Sull’attività del Dopolavoro Atac indaga anche la Corte dei Conti che all’azienda ha già chiesto la documentazione relativa all’accordo tra azienda e sindacati sulla gestione dei contributi, le ricevute di pagamento dei distributori automatici e la relazione di controllo da parte di Atac del servizio mensa.

L’inchiesta, partita dalla denuncia dell’ex direttore generale di Atac Marco Rettighieri, e delegata ai finanzieri del nucleo di polizia tributaria, ha evidenziato la violazione delle norme del codice appalti da parte degli indagati per aver affidato ai rispettivi Dopolavoro Atac e Cotral, la gestione della refezione aziendale.

Secondo quanto accertato dalle fiamme gialle, se le due aziende di trasporto pubblico avessero affidato il servizio tramite gara d’appalto avrebbero risparmiato rispettivamente 8,7 milioni di euro (Atac) e 5,7 milioni (Cotral).
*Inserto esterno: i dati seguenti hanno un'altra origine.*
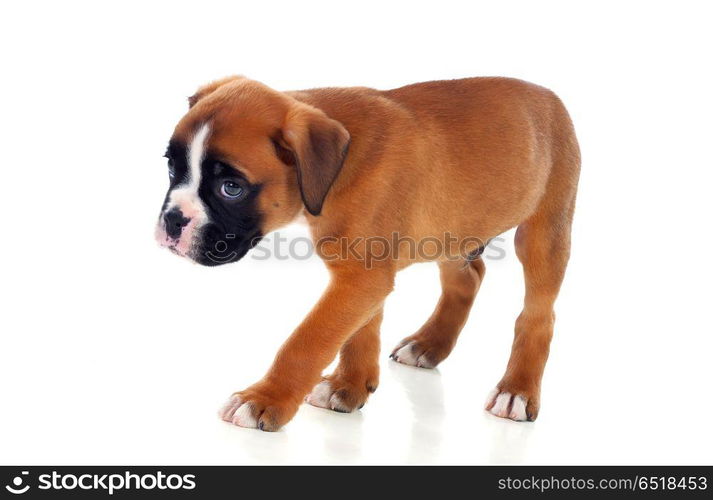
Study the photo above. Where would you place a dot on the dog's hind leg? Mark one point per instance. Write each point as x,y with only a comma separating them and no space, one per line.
357,373
542,244
434,341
Gli accertamenti hanno consentito di scoprire anche un’evasione Iva di oltre un milione di euro.

I Dopolavoro, grazie a tale gestione in regime di monopolio, hanno gestito, nel solo periodo 2011-2015 un giro di affari di quasi 30 milioni di euro. Il tutto, per l’accusa, è avvenuto attraverso l’aggiro della normativa in materia di appalti pubblici, nonostante il divieto per le pubbliche amministrazioni di acquisire a titolo oneroso servizi di qualsiasi tipo da enti di diritto privato se non in base a procedure a evidenza pubblica e il divieto di erogare contributi a carico delle finanze pubbliche ad associazioni che forniscono servizi a favore dell’amministrazione.